Perhaps the best summary – or epitaph, some would say – of the shocking events that took place in Greece this afternoon, and the resultant falling dominoes that are about to be unleashed, was given by Slovakia’s finance minister Peter Kazimir, who summarized events as follows:
The nightmare of the 'euro-architects' that a country could leave the club seems like a realistic scenario after #Greece voted No today
— Peter Kažimír (@KazimirPeter) July 5, 2015
He followed it up with a Dylan Thomas quote:
We will not go gently into this good night. We stand united and we need to respond to this situation as soon as possible
— Peter Kažimír (@KazimirPeter) July 5, 2015
We assume the next lines goes as follows:
“Rage, rage against the dying of the “irreversible” currency”
And while we laid out what Deutsche Bank’s 4 possible scenarios are in the case of the now confirmed “No” vote, here is JPM’s Malcom Barr with the bank’s latest take on Greece which is that at this point, a Grexit is JPM’s “base case”… and it only
goes downhill from there.
After the “big no”, euro exit is our base case
- After the “big no” it is now a race between two forces: political pressure for a deal, versus the impact of banking dysfunction within Greece
- Although the situation is fluid, at this point Greek exit from the euro appears more likely than not
Early indications of the official result suggest the result is a “No” by a comfortable margin. What happens next?
First, it will be important to see the tone of the immediate political responses both within Greece and outside. We would expect the tone to be somewhat more conciliatory on both sides. Hollande and Merkel are to meet tomorrow night to discuss the issue, and as we understand it, the Eurogroup is scheduled to meet on Tuesday. We expect that a split is likely to emerge in the coming days. The Commission and France (and possibly others) will argue that negotiations should resume immediately with an aim of finding agreement. Others will find it more difficult to return to negotiations with a newly emboldened Tsipras in short order.
In the German case, for example, the Bundestag has to be consulted before Mr Schauble can enter into discussions about a new program for Greece (as requested on 30th June). However, the Bundestag has just broken for summer recess, so any such vote will require a recall. We have seen reports that talks at a technical level between Greece and the creditors may restart tomorrow (Monday), but we can imagine that the Bundestag will express its displeasure if it feels those discussions are in-progress without their express consent.
Second, there are reports of an emergency meeting between the ECB, Bank of Greece and Finance Ministry tonight, and at the latest the ECB will likely have to take a decision about ELA support tomorrow (if not tonight). Our base case is that the ELA total will simply be rolled on a day-to-day basis for now. It is extremely difficult for the ECB to justify increasing the region’s exposure to Greece at this point. That effectively means that the Greek banks are likely to run increasingly short of cash, and the acceptability of electronic forms of payments will diminish rapidly.
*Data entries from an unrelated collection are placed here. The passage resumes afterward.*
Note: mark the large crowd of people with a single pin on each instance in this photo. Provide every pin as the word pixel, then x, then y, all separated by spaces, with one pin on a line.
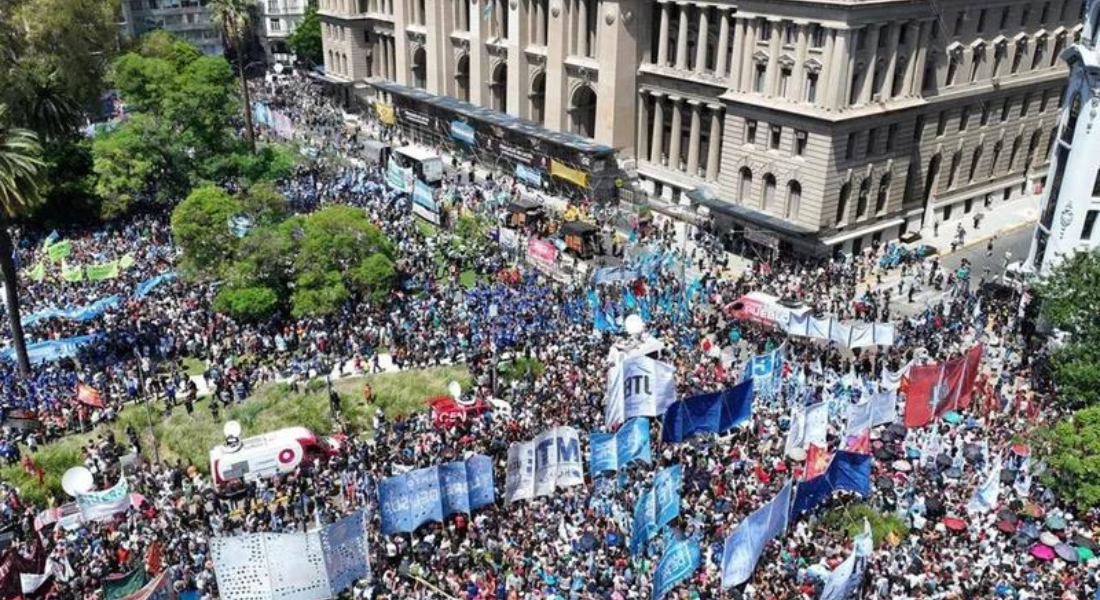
pixel 572 544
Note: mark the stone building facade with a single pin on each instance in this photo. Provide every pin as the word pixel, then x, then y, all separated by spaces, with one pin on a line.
pixel 836 123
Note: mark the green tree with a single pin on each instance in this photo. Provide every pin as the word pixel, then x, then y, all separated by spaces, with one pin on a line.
pixel 235 17
pixel 1070 301
pixel 306 40
pixel 143 157
pixel 248 304
pixel 21 170
pixel 200 228
pixel 1071 449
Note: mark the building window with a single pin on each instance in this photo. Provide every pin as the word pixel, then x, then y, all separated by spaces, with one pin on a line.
pixel 1090 220
pixel 758 79
pixel 800 142
pixel 765 28
pixel 793 199
pixel 842 203
pixel 975 161
pixel 816 36
pixel 746 188
pixel 769 192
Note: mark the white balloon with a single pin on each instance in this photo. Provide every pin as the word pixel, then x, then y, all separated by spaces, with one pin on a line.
pixel 77 480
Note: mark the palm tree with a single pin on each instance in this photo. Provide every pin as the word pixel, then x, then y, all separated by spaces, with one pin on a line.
pixel 234 17
pixel 21 170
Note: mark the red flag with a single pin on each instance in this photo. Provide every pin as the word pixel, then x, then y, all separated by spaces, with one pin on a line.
pixel 817 460
pixel 936 389
pixel 87 394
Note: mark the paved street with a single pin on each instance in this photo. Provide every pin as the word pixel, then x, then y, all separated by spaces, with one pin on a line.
pixel 1015 241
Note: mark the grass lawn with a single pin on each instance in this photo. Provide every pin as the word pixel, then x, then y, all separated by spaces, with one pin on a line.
pixel 273 406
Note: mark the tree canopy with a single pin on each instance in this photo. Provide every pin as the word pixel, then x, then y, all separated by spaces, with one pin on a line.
pixel 1070 302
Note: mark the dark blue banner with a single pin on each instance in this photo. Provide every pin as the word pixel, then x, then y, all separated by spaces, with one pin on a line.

The Bank of Greece and Finance Ministry has a joint committee working to prioritize payments out of Greece for essential imports. There are reports, however, that suggest the logistical problems arising from these procedures are biting. Importers are facing delays in seeing their requests to make purchases processed. And Greek exporters are finding it hard to get payment in euros from those they sell to, as their customers do not want to hold any euro balances within the Greek banking system. It is difficult to get a sense of the scale of these issues at this point. But our best guess is that these issues will multiply in the days ahead.
This suggests that what we see next will be a race between two forces: political pressure to move toward an agreement despite resistance from a number of northern European parliaments, versus the increasingly unpleasant implications of a dysfunctional banking system on the other. This latter force is unpredictable: it may manifest itself in pressure on the government to stand down, or it may generate a more unified “siege mentality” within Greece. The July 20th payment of €3.5bn to the ECB as Greek bonds mature creates one possibly fixed point as we look forward, but our sense is that could be dealt with via a number of mechanisms if political talks are progressing (transfer of SMP profits, short-term ESM loan, for example).
Our base case is that the pressures coming from a dysfunctional banking system in Greece will shorten the time horizon to negotiate a deal to a handful of weeks. As that pressure builds, there is likely to be a temptation to call a referendum in Greece on euro membership, and for the state to begin issuing I-O-Us or similar and giving these some status as legal tender. To the extent that pensioners and public sector employees find themselves being paid with such instruments, it takes the banks further away from solvency (they have liabilities in euros, but will have loans to individuals being paid or receiving “i-o-u” s which will be worth a lot less). Meanwhile, we expect at least some countries in the rest of the region (not least Germany) will not hurry over the design of a new program, and will find it difficult to get parliamentary assent for any such program.
This is a path that suggests to us that there is now a high likelihood of Greek exit from the euro, and possibly under chaotic circumstances.Perhaps the rest of the region will agree to a reasonably quick deal, or the ECB will raise ELA enough to retain minimal viability in the payments system.Perhaps the pressures of dysfunctional banks will force Mr Tsipras to stand down, and a deal is subsequently made. But for now, we would view a Greek exit from the euro as more likely than not.